Key Experimental Results¶
Main Results¶
| Method | RE10K 256 PSNR↑ | RE10K 512 PSNR↑ | RE10K 1024 PSNR↑ | RE10K Avg PSNR↑ |
|---|---|---|---|---|
| DepthSplat | 27.504 | 20.031 | 16.385 | 21.307 |
| MVSplat | 26.359 | 20.408 | 17.966 | 21.578 |
| Ours-L | 27.537 | 26.331 | 24.897 | 26.255 |
Ablation Study¶
| Configuration | Standard PSNR | HRRC 2× PSNR | HRRC 4× PSNR | Notes |
|---|---|---|---|---|
| 3DGS baseline (DepthSplat) | 27.504 | 20.031 | 16.385 | Severe HRRC degradation |
| 2DGS (SurfSplat-L) | 27.537 | 26.331 | 24.897 | HRRC remains stable |
| w/o surface prior | Degraded | Largely degraded | Largely degraded | Surface discontinuity |
| w/o forced blending | Degraded | Degraded | Degraded | Color bias |
Key Findings¶
- HRRC reveals the truth: DepthSplat achieves the best standard-resolution score (27.5) but collapses to 16.4 at 1024 resolution; SurfSplat drops only from 27.5 to 24.9, demonstrating genuine 3D structure recovery.
- MVSplat and TranSplat similarly degrade substantially under HRRC (around 18 at 1024), indicating that surface degeneration is pervasive among feedforward 3DGS methods.
- Cross-dataset evaluation on DL3DV and ScanNet confirms generalization.
- pixelSplat (multiple Gaussians per pixel) performs comparatively better on HRRC (24.9), as redundant Gaussians partially compensate for surface holes.
Highlights & Insights¶
- High value in problem identification: The work exposes a widely overlooked surface degeneration issue in feedforward 3DGS; the HRRC metric deserves broader adoption.
- Geometry-driven attribute prediction: Deriving rotation from positions via Sobel filtering and the Rodrigues formula is an elegant and physically intuitive design.
- First successful application of 2DGS in feedforward settings: Demonstrates that 2DGS (planar primitives) is more suitable than 3DGS (ellipsoids) for feedforward reconstruction, offering stronger anisotropy and geometric precision.

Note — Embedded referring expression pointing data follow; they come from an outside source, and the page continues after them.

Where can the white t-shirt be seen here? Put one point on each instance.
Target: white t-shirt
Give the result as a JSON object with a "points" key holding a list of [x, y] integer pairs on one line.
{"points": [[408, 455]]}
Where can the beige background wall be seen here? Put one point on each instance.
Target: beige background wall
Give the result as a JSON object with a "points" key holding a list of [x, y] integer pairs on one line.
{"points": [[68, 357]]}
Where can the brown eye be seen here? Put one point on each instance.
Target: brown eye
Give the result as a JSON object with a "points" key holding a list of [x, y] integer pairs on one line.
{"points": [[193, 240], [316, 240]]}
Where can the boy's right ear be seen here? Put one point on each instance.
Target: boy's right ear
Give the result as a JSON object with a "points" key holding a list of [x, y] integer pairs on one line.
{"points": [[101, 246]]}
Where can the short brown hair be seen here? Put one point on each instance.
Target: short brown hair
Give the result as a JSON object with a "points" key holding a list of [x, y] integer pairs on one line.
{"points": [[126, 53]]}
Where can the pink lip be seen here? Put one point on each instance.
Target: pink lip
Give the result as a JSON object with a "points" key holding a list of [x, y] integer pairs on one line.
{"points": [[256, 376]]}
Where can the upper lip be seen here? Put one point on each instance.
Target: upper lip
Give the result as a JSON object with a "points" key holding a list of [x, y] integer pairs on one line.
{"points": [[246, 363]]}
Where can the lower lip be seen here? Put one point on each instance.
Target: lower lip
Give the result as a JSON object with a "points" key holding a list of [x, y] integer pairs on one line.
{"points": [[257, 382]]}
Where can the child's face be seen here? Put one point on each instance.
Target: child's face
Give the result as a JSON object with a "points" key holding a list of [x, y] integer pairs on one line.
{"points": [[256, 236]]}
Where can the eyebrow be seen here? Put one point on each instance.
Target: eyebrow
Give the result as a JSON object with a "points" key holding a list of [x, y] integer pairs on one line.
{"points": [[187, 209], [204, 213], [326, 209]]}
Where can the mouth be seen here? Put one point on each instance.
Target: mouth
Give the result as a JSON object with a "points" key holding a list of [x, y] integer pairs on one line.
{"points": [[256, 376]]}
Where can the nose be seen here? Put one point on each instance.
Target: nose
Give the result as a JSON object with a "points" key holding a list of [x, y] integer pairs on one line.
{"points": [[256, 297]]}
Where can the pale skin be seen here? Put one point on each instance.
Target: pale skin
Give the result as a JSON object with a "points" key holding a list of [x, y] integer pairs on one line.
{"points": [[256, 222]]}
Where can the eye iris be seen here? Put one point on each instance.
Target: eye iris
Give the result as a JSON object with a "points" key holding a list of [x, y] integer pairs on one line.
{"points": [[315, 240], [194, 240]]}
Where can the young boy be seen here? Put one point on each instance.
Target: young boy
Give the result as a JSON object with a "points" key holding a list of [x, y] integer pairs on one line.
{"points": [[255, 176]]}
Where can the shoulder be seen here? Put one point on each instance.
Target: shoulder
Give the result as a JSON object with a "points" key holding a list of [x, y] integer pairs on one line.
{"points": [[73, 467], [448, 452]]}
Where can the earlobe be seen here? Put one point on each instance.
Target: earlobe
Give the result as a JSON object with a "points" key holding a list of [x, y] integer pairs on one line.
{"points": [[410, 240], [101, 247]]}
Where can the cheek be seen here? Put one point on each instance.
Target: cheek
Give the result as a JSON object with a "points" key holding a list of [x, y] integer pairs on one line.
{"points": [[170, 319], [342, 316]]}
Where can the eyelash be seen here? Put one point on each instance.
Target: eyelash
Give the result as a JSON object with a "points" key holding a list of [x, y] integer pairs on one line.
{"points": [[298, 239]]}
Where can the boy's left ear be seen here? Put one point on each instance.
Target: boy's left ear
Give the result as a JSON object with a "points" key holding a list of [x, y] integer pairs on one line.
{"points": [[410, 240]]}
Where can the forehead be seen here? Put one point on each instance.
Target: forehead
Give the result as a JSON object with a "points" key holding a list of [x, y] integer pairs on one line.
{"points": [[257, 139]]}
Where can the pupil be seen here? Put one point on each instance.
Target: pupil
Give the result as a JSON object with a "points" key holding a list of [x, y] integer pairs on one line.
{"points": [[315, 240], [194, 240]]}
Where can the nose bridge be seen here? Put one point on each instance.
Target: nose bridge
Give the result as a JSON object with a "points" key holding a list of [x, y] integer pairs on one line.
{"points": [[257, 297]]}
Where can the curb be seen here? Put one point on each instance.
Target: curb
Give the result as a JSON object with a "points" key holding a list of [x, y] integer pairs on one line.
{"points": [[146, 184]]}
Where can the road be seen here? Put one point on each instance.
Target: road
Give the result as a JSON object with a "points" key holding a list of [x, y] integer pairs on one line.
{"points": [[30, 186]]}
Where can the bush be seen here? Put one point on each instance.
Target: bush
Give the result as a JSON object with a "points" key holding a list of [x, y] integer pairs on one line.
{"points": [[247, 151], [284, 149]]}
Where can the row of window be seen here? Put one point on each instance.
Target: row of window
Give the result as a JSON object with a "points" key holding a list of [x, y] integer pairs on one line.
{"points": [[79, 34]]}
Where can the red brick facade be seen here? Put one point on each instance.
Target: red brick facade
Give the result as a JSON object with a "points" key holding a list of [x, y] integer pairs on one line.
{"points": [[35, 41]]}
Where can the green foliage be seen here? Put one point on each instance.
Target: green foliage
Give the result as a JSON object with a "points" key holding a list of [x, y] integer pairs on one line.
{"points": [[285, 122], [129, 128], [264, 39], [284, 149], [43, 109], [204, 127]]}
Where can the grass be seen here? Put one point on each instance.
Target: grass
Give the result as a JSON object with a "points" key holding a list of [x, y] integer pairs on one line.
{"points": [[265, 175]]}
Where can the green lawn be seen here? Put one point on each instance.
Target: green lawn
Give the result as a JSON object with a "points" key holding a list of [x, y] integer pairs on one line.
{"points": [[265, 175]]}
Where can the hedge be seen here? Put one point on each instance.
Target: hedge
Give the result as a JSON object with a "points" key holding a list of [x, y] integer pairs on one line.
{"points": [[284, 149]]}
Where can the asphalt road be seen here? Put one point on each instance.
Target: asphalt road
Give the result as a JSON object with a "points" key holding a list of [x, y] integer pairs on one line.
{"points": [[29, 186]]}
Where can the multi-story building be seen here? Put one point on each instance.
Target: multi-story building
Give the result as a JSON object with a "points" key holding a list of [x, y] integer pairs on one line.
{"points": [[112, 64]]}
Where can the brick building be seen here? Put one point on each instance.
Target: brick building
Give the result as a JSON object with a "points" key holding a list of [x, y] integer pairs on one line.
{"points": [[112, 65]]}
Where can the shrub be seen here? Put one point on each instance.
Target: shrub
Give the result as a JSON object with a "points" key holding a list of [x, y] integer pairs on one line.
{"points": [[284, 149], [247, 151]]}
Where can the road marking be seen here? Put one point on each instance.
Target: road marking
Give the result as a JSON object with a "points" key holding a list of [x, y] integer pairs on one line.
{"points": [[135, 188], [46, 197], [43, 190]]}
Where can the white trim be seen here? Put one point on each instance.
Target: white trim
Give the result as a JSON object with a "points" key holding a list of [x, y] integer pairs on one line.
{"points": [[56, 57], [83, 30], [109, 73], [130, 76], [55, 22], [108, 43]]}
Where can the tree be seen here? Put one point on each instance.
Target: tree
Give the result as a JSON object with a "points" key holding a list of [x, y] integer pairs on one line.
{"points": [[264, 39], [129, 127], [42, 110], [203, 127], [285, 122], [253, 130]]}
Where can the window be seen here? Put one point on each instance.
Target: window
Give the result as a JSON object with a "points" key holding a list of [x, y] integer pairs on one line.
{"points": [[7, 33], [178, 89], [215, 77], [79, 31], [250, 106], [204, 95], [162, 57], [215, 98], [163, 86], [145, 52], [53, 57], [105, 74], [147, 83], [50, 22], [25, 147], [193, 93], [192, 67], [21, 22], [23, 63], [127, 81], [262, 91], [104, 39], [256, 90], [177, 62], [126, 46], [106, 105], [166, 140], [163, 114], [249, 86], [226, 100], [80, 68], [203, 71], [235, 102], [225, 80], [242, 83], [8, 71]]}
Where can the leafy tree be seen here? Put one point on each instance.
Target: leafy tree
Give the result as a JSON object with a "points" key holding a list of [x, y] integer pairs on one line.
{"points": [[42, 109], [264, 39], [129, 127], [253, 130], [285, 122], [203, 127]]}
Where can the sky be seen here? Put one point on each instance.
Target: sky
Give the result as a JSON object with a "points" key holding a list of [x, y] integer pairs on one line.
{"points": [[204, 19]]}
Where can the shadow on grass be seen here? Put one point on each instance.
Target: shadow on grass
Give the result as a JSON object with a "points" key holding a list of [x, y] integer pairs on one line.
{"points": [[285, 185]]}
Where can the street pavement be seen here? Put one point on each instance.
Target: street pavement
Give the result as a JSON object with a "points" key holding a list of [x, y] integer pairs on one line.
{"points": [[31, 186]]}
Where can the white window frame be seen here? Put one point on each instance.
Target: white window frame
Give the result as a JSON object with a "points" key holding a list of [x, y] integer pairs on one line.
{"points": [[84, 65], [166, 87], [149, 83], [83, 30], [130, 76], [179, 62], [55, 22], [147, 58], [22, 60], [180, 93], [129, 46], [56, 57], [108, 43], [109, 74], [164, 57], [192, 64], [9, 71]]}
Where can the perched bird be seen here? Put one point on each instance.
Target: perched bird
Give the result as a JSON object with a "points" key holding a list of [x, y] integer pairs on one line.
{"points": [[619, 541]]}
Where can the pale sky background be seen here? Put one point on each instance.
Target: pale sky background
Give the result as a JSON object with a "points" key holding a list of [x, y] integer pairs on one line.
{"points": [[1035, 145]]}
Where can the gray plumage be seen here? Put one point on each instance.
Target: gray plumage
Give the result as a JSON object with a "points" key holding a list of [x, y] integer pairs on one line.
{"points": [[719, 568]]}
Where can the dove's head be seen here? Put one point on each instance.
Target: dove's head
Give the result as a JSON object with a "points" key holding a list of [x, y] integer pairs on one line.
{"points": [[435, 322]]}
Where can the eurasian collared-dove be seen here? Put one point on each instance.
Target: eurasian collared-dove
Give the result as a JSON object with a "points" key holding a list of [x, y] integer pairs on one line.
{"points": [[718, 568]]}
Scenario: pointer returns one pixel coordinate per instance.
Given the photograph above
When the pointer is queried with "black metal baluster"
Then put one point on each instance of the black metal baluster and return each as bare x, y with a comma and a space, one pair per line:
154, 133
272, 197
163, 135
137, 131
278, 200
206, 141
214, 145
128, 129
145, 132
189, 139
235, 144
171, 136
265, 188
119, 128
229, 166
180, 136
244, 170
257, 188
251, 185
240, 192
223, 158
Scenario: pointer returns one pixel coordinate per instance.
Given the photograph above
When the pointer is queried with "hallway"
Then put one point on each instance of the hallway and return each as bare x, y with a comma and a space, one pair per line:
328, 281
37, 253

- Clever design of forced blending: Constraining the opacity upper bound resolves local optima and preserves multi-layer expressiveness.
Limitations & Future Work¶
- At standard resolution, the method only marginally outperforms DepthSplat; advantages are primarily reflected in HRRC.
- The single-Gaussian-per-pixel design may provide insufficient coverage for complex scenes.
- The HRRC metric relies on bicubic-upsampled ground truth rather than true high-resolution references.
- Evaluation is limited to static scenes; extension to dynamic scenes remains future work.
Related Work & Insights¶
- Huang et al. (2024) introduced 2DGS for per-scene optimization; SurfSplat is the first to bring it into a feedforward framework.
- The depth interaction design of DepthSplat (Xu et al., 2024b) is partially inherited, but SurfSplat replaces independent attribute regression with surface priors.
- The design philosophy of the HRRC metric generalizes to evaluation of other 3D generation tasks.
Rating¶
- Novelty: ⭐⭐⭐⭐ The surface continuity prior and HRRC metric are original contributions, though individual components are combinations of established techniques.
- Experimental Thoroughness: ⭐⭐⭐⭐⭐ Three datasets, multi-resolution HRRC, multiple backbone variants, and cross-dataset evaluation — highly comprehensive.
- Writing Quality: ⭐⭐⭐⭐ Problem formulation is clear, visual comparisons are compelling, and mathematical derivations are complete.
- Value: ⭐⭐⭐⭐ The HRRC metric and the exposure of surface degeneration constitute important contributions to the community.